Sağ olsun sevenler de, sevmeyenler de…
Arayan soranlardan, dahası meraklılardan anlıyoruz ne olduğunu…
Yazdıklarımızın geri dönüşümünü onların olumlu ya da olumsuz tepkilerinden alıyoruz… Bazıları “kutlamak” bazıları “gaza getirmek” bazıları da “frene basmam” için arıyorlar…
Hakaret edenler de yok değil… Ama onlar, daha çok kimliklerini ve kişiliklerini saklayıp internet sitelerinden yorum göndermeyi tercih ediyorlar…
Maskeliler yani…
Olsun…
Konyasporla ilgili düşüncelerimin dikkate alınması, dahası insanların şehrin kulübüyle ilgilenmesi beni daha çok mutlu ediyor… Zülfiyare dokunduğum için şahsımdan hazzetmeyenler tarafından da dikkate alınmam, benim doğru yolda olduğumu gösteriyor…
Gazetecilik zevkli meslektir…
Hele de sorumlu gazetecilik…
Paranız pulunuz olmaz, ama itibarınız olur… Kimse size “şaşı” bakmaz, toplumda “kabul” görürsünüz… Şükürler olsun ki, hiçbir kuruma, hiçbir adem oğluna “biat” etmeden adam gibi yapmaya çalışıyoruz işimizi…
Doğru yolda giden kaplumbağa misali…
Konu, sorumlu gazetecilik anlayışımı ve birçok eski yöneticiyi de ilgilendirdiği için gündeme taşıdım… Niyetim kimseyi kırmak değil… Elmayla armudu birbirine karıştırmak da değil… Hele de insanları karşı karşıya getirmek hiç değil…
Konyaspor’u yakından takip edenler biliyorlar… Başkan Bahattin Karapınar, Trabzonspor yenilgisinin ardından kulübün resmi internet sitesine bir açıklama yaptı… İster “akıl tutulması” deyin, ister “cinnet hali” deyin, ister “şaşkın ördek tavırları” deyin, ister “çaresiz” deyin, ne derseniz deyin… Bir kulüp başkanına yakışmayan tavır sergilemiş Bahattin Karapınar…
Daha düne kadar omuz omuza çalıştığı insanları “zan” altında bırakan bu “akıl tutulması” açıklaması, Karapınar’ın ne kadar “aciz” içinde olduğunun, ne kadar “çaresiz” olduğunun en net fotoğrafıdır…
Şimdi…
Siz, bir kulüp başkanı olarak taraftar grupları ile bir balık lokantasında pazarlık yaparsanız…
Siz, “Beni bu adamdan (eski bir yönetici) kurtarın, ne isterseniz yaparım” derseniz…
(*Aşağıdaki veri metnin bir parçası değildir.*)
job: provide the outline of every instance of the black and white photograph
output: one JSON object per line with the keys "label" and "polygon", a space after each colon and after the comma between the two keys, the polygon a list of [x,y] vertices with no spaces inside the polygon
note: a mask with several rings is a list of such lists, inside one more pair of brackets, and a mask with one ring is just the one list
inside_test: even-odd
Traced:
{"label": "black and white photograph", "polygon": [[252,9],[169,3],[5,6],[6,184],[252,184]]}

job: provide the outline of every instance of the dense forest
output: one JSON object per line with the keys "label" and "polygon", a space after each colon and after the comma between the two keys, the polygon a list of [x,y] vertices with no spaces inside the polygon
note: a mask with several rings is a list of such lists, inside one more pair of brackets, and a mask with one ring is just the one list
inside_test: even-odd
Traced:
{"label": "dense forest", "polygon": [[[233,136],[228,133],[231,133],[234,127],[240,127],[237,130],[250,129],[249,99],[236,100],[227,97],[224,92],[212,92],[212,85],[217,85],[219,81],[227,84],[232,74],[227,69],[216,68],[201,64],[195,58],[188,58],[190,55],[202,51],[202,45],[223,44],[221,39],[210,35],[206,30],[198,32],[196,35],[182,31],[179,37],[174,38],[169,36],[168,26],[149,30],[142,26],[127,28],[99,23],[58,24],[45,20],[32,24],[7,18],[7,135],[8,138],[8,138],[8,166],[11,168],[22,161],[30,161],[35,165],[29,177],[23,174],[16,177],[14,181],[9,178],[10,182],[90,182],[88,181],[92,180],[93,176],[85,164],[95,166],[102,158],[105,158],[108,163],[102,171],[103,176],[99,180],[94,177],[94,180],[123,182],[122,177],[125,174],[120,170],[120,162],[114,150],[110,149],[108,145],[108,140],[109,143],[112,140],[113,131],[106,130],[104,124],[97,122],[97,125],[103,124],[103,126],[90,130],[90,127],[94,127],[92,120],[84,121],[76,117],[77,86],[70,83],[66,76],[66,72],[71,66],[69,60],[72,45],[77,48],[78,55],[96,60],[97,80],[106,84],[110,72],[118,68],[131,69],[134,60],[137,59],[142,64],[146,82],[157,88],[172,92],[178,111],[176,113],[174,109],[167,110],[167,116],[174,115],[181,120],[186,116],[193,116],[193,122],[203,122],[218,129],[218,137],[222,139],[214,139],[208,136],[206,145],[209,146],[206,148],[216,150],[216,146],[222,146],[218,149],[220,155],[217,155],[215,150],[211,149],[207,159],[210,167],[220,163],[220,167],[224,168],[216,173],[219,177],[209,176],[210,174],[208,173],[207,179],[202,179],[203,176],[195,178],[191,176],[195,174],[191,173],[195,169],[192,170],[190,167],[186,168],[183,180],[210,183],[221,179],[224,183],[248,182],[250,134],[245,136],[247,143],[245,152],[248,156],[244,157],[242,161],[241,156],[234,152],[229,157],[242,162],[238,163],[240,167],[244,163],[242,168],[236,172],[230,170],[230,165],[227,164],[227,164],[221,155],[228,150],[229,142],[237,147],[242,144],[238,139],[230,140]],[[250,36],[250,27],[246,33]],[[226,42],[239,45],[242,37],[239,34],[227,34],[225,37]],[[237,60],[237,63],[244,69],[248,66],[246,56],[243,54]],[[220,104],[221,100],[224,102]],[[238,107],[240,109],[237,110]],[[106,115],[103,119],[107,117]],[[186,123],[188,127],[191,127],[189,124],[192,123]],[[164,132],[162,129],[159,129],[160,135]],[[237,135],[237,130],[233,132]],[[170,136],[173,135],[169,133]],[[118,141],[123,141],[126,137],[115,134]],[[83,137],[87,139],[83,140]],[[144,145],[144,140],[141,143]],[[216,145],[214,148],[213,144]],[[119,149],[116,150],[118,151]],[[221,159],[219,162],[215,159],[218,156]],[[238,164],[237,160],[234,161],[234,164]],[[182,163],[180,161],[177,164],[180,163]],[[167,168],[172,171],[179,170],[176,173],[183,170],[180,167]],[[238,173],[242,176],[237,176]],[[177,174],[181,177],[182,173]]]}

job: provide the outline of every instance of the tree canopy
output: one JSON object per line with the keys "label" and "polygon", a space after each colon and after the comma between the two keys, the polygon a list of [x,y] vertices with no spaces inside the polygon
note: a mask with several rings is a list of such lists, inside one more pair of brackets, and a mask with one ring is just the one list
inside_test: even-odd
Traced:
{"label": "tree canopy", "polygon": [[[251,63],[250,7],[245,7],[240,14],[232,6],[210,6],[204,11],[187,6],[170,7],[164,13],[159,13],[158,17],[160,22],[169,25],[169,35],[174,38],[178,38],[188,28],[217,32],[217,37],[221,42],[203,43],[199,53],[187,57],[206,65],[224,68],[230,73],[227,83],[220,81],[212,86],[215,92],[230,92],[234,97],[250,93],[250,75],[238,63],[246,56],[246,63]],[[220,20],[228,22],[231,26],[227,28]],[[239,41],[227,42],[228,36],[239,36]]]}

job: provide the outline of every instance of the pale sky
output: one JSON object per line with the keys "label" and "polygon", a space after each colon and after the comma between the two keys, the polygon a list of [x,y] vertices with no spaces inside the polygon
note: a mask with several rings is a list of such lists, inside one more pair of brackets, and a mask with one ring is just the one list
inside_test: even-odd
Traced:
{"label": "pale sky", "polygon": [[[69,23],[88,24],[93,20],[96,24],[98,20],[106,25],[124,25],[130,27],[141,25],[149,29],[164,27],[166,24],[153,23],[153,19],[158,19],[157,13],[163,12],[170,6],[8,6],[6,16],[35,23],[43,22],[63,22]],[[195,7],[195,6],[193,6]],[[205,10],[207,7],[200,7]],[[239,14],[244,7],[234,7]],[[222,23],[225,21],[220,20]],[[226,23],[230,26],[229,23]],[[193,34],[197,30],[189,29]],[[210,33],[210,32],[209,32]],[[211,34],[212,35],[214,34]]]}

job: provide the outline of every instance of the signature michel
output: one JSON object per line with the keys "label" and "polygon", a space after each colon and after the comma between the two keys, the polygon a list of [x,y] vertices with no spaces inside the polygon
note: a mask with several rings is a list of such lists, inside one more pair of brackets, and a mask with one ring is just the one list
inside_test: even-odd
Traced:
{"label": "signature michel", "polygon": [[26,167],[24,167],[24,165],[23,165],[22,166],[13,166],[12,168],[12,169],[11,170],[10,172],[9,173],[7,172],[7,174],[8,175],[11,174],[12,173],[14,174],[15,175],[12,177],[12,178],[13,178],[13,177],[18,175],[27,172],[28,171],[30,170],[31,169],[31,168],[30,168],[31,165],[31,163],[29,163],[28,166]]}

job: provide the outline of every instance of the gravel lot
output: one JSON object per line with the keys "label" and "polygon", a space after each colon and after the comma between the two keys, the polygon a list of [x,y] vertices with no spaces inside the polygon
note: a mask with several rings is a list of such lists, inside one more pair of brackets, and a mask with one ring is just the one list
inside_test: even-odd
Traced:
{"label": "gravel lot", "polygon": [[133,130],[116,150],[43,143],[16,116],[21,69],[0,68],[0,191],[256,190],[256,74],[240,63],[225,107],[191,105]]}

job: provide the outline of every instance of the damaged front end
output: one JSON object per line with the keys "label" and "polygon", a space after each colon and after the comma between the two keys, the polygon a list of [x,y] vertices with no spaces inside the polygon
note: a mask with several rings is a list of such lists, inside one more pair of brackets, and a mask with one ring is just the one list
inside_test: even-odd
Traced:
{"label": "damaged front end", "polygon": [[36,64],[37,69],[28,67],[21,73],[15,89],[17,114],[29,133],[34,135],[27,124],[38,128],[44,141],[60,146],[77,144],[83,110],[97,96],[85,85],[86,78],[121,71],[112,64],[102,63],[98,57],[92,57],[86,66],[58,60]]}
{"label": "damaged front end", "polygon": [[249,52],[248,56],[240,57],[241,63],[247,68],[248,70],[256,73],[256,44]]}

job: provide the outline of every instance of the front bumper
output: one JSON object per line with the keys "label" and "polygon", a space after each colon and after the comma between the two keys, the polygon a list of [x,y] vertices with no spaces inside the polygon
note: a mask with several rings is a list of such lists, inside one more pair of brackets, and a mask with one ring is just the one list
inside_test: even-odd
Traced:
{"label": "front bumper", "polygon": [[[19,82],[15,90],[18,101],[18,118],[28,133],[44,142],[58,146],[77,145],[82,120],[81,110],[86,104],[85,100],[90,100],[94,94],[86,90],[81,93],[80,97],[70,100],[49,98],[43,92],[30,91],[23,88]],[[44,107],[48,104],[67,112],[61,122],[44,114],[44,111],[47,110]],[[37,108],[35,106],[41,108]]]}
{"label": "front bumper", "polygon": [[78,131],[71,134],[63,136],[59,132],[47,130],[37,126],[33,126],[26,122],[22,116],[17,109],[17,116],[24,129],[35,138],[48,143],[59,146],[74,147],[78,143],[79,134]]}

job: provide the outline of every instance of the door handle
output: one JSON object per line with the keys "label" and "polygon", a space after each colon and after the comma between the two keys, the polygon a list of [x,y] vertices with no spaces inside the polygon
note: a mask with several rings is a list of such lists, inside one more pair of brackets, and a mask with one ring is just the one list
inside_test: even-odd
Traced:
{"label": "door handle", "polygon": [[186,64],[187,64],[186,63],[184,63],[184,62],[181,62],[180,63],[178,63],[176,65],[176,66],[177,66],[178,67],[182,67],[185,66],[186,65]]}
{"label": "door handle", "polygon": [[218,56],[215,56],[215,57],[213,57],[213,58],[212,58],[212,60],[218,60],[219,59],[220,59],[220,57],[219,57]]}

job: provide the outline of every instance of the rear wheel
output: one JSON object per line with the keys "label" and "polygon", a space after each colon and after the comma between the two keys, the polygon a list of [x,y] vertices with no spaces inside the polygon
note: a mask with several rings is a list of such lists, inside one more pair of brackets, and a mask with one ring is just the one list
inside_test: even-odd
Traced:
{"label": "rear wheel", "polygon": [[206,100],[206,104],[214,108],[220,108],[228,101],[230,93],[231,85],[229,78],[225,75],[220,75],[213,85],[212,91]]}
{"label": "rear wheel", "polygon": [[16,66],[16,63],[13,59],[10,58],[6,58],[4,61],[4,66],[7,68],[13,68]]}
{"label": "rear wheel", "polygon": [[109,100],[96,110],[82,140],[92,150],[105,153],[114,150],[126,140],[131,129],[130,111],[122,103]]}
Siz, “Taraftar gruplarına bunlara ne kadar verirsen ver, bunlar doymayı bilmez” derseniz…
Siz, taraftar gruplarına önce söz ve bilet verir, sonra bir iki hoşunuza gitmeyen tezahürattan sonra bunları bıçak gibi keserseniz…
Siz, her başarısız sonuçtan sonra eski yöneticileri adres gösterir, arızayı karşıda değil de, kendinizde aramazsanız…
Kimi inandırabilirsiniz?
Şimdi soruyorum; Sayın Karapınar, arıza o taraftar gruplarında mı, eski yöneticilerde mi, yoksa sizde mi?
Ve esas meseleye geliyorum…
Trabzonspor maçında Ziya Doğan’ın istifaya davet edilmesini, futbolcuların aleyhine yapılan tezahüratı ne eski yönetici ya da yöneticiler, ne ben, ne de bir başkası yaptırmadı… Bunu siz de çok iyi biliyorsunuz… Bunu bilmenize rağmen, gündemi değiştirmek için “şark kurnazlığı”nı seçtiniz, ama bunu ne eski yöneticiler, ne taraftar grupları ne de size “biat” etmeyenler yemedi bilesiniz…
KARAPINAR VE DOĞAN
Başkan Bahattin Karapınar’ın, teknik direktör Ziya Doğan ile ilgili sözlerine takıldım… Karapınar, Hoca’nın arkasında olduğunu ve Doğan’ın görevine devam edeceğini söylüyor…
Biz de inandık!!!
Konyaspor yönetimi hoca konusunda düğmeye basmadıysa ben “taş” olayım… İsimler de belli… “B planı” devreye sokulalı günler oldu… Siz bakmayın Bahattin Karapınar’ın “Ziya Doğan’ın görevine son verilmesi gibi bir durum yok. Hocamızda görevinin başında” sözlerine…
Bahattin Karapınar, hala akıl danıştığı, destek aldığı Ünal Karaman için de buna benzer laflar etmişti…
Bunları geçecekler…
Bu ülke futbolunda bu işler hep böyle yapılıyor…
Galatasaray Başkanı Adnan Polat da gönderdiği Hollandalı için aynı lafları söylemişti… Ama bir taraftan da “B planı”nı devreye sokmuştu…
Hoş, Ziya Doğan’da biliyor gönderileceğini…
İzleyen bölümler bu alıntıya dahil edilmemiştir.